Others will tell you it’s a stock market bubble just waiting to burst. These people normally stand to lose money if Bitcoin is a huge success, but they’re not wrong either. It does have all the characteristics of stock market bubbles before it and its value has plummeted in recent months. Still confused? Let this infographic from Cartwright King break it down for you.
What is a Bitcoin?
Bitcoin (BTC) is a digital currency, officially classified as a ‘cryptocurrency’. It doesn’t exist in a physical form, but rather virtually, on bits of computer code that have been encrypted and secured. You can buy and sell things for Bitcoin just like dollars, pounds or euros.
Bitcoin relies on something called ‘blockchain’ technology for its existence. A number of Bitcoin transactions are grouped together to form a ‘block’. These get added to a chain of blocks by the users of the Bitcoin network and stored in what is referred to as a ledger. This ledger exists in digital format only and is perpetuated by Bitcoin ‘mining’.
What is Bitcoin Mining?
Mining for Bitcoin is a far cry from mining for gold. There is however one similarity: anyone can do it. Where anyone can get a bowl, or a pickaxe and start digging for gold, anyone can purchase the hardware needed to mine Bitcoin. However, if you have a digger, you’ll find more gold and if you have more computing power, you’ll mine more Bitcoin. But how does this process of ‘mining’ work? Let us explain:
How Do You Buy Bitcoin?
If you don’t have the resources to mine Bitcoin, you can just buy it instead. Bitcoin exchanges allow people to spend their money on acquiring the cryptocurrency, which is stored in a digital ‘wallet’. Coinbase and Bitstamp are the two most popular exchanges. Your wallet is unique to you, but as always, exercise caution with the details of your Bitcoin wallet to avoid cyber-attacks. Bitcoin is incredibly hard to steal, but it has been known to happen.
How Do You Spend Bitcoin?
Just as easily as you spend your money now. You will need to check that the retailer you are buying from accepts Bitcoin, but other than that, you don’t spend it any differently than you would normal currency on your credit/debit card. Big names like Wordpress, Amazon and Etsy accept the currency. Expect more to follow.

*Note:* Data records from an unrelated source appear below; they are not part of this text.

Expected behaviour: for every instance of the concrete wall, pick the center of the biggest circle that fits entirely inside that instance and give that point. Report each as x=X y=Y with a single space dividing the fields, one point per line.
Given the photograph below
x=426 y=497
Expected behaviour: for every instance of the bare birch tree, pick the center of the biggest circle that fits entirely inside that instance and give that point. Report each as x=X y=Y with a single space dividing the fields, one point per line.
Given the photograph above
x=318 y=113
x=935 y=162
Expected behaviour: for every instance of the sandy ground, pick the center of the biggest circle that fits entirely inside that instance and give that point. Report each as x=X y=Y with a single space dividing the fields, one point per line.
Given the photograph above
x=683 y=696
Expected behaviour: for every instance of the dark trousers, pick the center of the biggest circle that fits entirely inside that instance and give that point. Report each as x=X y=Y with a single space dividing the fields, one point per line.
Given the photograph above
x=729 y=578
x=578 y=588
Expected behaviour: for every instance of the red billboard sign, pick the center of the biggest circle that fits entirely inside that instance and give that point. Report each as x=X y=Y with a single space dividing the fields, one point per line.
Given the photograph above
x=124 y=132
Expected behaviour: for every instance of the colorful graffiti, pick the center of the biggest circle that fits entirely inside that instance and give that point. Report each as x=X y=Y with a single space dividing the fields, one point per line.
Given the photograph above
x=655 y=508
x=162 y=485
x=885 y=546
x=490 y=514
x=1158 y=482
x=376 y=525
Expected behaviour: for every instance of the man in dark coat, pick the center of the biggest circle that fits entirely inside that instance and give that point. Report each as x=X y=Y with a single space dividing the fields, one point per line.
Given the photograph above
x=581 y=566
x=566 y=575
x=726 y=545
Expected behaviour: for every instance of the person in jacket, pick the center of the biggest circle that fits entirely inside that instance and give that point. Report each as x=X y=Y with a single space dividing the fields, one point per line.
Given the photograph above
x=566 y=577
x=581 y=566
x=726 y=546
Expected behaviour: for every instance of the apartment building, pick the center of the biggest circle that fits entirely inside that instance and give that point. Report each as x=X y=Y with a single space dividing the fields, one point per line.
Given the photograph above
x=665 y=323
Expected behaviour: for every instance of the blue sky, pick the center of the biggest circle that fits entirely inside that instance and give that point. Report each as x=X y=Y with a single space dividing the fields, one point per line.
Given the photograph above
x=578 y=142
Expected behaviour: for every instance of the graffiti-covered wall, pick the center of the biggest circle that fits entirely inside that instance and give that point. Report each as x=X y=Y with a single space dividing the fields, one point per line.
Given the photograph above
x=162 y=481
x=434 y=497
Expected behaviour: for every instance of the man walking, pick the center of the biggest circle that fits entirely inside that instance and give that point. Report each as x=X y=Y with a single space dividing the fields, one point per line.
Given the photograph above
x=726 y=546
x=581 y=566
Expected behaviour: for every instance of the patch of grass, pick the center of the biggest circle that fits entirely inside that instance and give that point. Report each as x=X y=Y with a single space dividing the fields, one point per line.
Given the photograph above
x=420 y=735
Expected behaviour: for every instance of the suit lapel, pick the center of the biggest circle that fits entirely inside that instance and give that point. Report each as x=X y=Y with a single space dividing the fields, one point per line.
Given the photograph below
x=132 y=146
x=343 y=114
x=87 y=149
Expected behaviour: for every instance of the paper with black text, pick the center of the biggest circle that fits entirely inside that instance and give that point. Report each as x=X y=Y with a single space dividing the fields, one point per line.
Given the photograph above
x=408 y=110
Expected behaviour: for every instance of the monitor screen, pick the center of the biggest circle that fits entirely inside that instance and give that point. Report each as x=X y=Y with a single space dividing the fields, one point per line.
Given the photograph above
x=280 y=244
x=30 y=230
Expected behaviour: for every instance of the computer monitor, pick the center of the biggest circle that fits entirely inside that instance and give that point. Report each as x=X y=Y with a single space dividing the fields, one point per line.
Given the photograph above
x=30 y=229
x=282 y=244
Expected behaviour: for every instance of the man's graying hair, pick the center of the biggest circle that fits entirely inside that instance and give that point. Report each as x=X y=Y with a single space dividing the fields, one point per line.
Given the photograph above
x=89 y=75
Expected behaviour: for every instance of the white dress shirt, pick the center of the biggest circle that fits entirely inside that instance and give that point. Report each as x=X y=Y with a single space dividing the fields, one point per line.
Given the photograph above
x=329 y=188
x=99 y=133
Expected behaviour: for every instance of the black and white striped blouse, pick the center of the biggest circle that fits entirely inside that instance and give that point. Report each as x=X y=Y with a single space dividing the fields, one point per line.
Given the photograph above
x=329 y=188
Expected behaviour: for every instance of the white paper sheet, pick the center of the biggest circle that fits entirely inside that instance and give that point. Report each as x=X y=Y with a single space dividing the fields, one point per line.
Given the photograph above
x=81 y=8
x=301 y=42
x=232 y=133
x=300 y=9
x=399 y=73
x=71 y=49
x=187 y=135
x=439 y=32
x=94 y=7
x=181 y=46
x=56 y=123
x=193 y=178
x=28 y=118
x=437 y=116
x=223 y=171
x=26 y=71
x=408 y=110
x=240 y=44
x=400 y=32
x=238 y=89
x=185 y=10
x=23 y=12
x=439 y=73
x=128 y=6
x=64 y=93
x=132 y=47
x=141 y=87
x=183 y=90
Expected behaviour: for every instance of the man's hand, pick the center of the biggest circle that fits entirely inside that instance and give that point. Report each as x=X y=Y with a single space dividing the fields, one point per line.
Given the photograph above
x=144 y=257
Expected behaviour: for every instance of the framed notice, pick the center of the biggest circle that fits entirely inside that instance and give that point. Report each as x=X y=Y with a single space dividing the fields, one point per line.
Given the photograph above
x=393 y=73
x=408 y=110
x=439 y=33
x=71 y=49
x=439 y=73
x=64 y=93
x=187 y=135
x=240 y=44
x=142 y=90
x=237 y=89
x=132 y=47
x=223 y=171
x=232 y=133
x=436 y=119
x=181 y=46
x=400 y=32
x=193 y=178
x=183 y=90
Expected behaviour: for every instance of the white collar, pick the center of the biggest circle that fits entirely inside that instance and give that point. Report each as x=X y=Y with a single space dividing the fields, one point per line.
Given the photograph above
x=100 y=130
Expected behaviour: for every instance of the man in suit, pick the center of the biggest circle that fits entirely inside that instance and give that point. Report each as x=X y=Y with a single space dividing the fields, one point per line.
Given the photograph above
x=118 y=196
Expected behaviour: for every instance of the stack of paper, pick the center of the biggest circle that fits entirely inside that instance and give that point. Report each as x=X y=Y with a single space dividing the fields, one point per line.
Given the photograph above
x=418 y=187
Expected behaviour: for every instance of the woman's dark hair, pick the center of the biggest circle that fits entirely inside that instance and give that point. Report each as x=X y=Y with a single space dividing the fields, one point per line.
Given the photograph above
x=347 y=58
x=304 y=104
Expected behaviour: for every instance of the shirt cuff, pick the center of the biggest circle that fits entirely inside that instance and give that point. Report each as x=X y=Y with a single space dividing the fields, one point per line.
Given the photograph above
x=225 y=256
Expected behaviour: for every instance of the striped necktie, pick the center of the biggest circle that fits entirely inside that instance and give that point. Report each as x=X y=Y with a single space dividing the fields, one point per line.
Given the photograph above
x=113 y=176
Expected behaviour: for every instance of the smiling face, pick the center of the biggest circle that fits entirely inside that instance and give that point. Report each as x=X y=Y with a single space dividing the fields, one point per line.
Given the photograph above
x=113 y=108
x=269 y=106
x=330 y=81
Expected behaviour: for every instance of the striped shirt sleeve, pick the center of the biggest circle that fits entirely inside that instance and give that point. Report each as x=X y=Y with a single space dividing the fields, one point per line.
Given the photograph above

The cyptocurrency did experience soaring highs towards the back end of 2017 but has since seen its value plummet. Its still very expensive and has been extremely successful, but its price is now too volatile for some and has been steadily decreasing. At the time of writing, 1 BTC is worth over £5,500. Compare that with highs of nearly £20,000 in late 2017.
Bitcoin has certainly managed to shake off its reputation as the dark web currency of choice. Its encrypted nature meant people could swap Bitcoins for nefarious goods and services on the dark web without fear of it being traced back to you. It’s taken a few years, but authorities are now getting better at tracking Bitcoin transactions, causing many criminals to abandon it.
It does also represent a big challenge to the status quo of finance. Major companies and even countries are experimenting with and developing cryptocurrencies of their own. However, much of the convenience of Bitcoin has now been replicated with online banking and systems like Apple Pay. And the Bitcoin stock price did plummet just like the naysayers forewarned. Whether Bitcoin will see off its competitors and continue to mount a challenge to central banks is yet to be seen but don’t think you’ve heard the last of it just yet.
As it becomes more mainstream and accessible, expect more SMEs to be dealing in Bitcoin.